Subject to HHS approval, several funding approaches could be available:

(1) Direct transfer of funds. The recently passed "Medicare+Choice" program permits seniors to opt out of traditional Medicare and choose private health coverage instead. If a senior takes this option, Medicare transfers the senior's allotment of funds directly to the insurer. This same process could apply to coverage for uninsured children. Low-income families could choose the plan best suited to their children's needs and the state would transfer the annual premium to the insurer.

(2) Refundable tax credit. Low-income families could be offered a dollar-for-dollar refundable tax credit for use toward the purchase of their children's health coverage. The credit would cover most or all of the cost of health insurance; parents would pay the difference, if any. The credit would be refundable, which means that families would receive the full benefit of the credit, regardless of how small their income tax obligation was.

(3) Vouchers. Parents could receive a voucher for the amount of the health insurance subsidy and apply that voucher toward the purchase of a child's health insurance policy.

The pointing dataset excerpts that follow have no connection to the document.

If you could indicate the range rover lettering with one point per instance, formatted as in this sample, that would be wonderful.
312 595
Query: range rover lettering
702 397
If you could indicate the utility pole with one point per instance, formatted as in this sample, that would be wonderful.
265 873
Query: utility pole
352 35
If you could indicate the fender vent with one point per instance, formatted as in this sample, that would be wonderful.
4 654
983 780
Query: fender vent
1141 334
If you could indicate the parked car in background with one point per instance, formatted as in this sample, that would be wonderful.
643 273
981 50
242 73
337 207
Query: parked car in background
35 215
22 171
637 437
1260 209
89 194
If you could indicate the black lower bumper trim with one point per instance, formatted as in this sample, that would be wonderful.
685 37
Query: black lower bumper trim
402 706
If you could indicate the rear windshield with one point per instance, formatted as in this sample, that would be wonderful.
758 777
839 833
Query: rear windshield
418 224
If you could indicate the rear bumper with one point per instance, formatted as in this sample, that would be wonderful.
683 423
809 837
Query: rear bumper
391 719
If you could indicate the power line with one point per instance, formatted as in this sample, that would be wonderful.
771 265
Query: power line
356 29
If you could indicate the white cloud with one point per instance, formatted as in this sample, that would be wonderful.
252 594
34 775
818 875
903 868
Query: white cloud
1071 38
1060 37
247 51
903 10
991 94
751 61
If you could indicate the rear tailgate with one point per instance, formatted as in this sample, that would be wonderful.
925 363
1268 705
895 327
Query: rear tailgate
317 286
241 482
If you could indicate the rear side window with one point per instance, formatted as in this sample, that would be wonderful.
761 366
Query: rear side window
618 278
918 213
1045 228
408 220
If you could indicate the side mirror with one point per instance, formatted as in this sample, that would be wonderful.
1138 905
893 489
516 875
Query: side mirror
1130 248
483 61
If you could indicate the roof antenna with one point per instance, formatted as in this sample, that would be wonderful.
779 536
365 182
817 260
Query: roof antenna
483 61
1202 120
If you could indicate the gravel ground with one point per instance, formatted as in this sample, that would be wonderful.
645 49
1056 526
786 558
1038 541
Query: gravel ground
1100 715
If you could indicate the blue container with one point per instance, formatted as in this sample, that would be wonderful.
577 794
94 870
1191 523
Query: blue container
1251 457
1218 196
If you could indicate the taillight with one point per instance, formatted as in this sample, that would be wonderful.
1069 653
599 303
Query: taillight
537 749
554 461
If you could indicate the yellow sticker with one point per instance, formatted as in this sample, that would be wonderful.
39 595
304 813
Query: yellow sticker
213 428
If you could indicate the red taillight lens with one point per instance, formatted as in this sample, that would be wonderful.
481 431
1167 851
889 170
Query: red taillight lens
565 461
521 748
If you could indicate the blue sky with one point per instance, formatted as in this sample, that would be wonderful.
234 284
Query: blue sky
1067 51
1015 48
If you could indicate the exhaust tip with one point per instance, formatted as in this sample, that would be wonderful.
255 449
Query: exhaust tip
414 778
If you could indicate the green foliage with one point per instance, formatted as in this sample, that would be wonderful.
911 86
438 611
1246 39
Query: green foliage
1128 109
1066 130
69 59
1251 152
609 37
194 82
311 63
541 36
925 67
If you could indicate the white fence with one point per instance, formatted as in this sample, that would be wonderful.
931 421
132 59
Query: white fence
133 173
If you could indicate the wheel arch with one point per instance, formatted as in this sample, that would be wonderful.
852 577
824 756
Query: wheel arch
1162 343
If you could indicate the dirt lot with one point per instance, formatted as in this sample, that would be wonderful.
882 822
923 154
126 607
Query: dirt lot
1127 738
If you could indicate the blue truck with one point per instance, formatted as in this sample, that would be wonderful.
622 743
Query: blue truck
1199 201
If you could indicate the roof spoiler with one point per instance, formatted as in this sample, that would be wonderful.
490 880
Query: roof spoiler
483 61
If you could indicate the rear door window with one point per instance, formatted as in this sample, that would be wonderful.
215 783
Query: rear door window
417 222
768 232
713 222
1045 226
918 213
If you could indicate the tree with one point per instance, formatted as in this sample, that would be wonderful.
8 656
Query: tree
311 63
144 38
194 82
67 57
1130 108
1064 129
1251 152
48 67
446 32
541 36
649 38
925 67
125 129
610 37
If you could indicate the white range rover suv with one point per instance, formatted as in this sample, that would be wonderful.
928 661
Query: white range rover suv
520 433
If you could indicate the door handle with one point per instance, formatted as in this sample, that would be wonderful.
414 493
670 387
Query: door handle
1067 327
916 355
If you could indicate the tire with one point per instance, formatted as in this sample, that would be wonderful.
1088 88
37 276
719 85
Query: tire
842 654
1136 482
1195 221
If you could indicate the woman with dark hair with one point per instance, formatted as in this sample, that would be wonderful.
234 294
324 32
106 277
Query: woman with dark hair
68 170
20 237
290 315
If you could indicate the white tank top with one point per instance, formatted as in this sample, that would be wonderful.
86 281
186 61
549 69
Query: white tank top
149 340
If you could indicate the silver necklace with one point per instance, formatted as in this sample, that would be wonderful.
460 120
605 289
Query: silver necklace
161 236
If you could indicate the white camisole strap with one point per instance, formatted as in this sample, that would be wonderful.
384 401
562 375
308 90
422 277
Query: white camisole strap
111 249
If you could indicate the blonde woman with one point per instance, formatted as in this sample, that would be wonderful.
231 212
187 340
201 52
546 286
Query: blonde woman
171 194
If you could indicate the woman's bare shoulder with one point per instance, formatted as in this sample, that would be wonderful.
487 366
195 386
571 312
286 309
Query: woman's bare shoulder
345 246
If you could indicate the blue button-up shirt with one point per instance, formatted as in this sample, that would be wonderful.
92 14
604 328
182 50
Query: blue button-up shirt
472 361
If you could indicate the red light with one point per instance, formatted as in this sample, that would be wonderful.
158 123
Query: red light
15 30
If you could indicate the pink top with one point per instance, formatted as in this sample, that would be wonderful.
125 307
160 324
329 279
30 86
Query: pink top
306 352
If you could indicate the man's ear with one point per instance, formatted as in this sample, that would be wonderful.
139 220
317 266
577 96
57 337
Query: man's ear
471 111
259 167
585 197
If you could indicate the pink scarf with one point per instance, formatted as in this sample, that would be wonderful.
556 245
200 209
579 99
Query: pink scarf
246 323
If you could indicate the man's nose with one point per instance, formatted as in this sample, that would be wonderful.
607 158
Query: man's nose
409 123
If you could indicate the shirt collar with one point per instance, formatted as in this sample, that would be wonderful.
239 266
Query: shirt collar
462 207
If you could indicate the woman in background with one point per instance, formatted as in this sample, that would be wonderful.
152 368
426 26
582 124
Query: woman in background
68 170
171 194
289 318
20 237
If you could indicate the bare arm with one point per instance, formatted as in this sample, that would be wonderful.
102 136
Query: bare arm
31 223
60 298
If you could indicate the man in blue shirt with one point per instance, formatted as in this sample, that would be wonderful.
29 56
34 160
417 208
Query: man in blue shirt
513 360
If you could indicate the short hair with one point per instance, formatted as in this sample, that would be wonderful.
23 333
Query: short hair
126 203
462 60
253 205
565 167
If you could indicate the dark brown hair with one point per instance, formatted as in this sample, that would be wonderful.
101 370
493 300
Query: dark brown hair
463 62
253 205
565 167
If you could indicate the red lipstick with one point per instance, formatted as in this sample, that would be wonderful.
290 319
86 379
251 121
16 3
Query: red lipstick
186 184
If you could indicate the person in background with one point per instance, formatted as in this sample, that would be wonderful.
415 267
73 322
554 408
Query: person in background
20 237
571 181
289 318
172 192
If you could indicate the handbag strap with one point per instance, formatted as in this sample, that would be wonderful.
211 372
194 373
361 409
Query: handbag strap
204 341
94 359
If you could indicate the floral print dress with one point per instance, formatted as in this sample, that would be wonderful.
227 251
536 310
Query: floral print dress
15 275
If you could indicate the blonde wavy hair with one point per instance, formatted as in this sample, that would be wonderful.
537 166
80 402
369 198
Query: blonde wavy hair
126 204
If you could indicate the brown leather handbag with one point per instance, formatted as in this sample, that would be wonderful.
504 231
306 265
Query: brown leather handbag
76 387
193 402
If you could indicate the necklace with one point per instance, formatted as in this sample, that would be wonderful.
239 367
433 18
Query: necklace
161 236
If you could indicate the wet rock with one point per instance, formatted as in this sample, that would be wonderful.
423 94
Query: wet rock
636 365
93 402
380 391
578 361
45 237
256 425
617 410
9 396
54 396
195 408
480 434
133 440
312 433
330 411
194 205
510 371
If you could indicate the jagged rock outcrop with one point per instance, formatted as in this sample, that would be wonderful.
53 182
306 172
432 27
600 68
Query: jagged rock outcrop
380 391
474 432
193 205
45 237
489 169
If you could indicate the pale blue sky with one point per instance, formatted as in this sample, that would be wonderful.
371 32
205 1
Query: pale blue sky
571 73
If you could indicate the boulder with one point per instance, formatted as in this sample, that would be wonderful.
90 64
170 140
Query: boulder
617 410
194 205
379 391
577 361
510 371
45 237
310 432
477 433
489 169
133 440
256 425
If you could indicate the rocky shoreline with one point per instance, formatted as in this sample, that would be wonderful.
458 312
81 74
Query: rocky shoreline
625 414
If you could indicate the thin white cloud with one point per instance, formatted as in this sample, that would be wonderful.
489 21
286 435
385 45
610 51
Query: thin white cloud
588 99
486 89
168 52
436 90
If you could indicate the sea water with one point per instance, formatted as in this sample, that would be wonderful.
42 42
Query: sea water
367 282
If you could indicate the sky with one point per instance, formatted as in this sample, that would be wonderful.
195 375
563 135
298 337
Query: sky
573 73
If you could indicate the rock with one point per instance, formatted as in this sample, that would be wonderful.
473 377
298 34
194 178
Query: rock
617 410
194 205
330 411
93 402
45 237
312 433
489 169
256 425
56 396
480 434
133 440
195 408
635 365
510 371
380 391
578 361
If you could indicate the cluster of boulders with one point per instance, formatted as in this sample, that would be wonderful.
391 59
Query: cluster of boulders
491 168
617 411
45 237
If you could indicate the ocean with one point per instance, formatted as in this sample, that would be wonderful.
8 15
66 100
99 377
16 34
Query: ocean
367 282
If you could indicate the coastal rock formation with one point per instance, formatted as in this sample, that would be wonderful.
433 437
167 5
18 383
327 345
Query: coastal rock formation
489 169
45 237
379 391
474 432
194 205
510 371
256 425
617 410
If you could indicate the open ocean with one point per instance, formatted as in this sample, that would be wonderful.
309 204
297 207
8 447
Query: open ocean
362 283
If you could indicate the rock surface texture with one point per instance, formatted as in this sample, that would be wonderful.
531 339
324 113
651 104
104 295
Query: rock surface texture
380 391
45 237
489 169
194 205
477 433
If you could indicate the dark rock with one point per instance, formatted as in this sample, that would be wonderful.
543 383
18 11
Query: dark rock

Conclusion. The key to a successful expansion of health insurance for poor children is providing low-income families with choice. While many have suggested that up to half of the 10 million currently uninsured children could be covered with the available money, the Congressional Budget Office predicts that only 2.3 million previously uninsured children will obtain coverage. Including the state match money, that works out to about $3,000 per additional child covered – about five times what it would take to buy a child private coverage. Thus, by relying on private sector options, we could easily reach the goal of insuring five million children.

This Brief Analysis was prepared by Merrill Matthews Jr., NCPA vice president of domestic policy, and Kristin A. Becker, director of the Health and Human Services Task Force, American Legislative Exchange Council.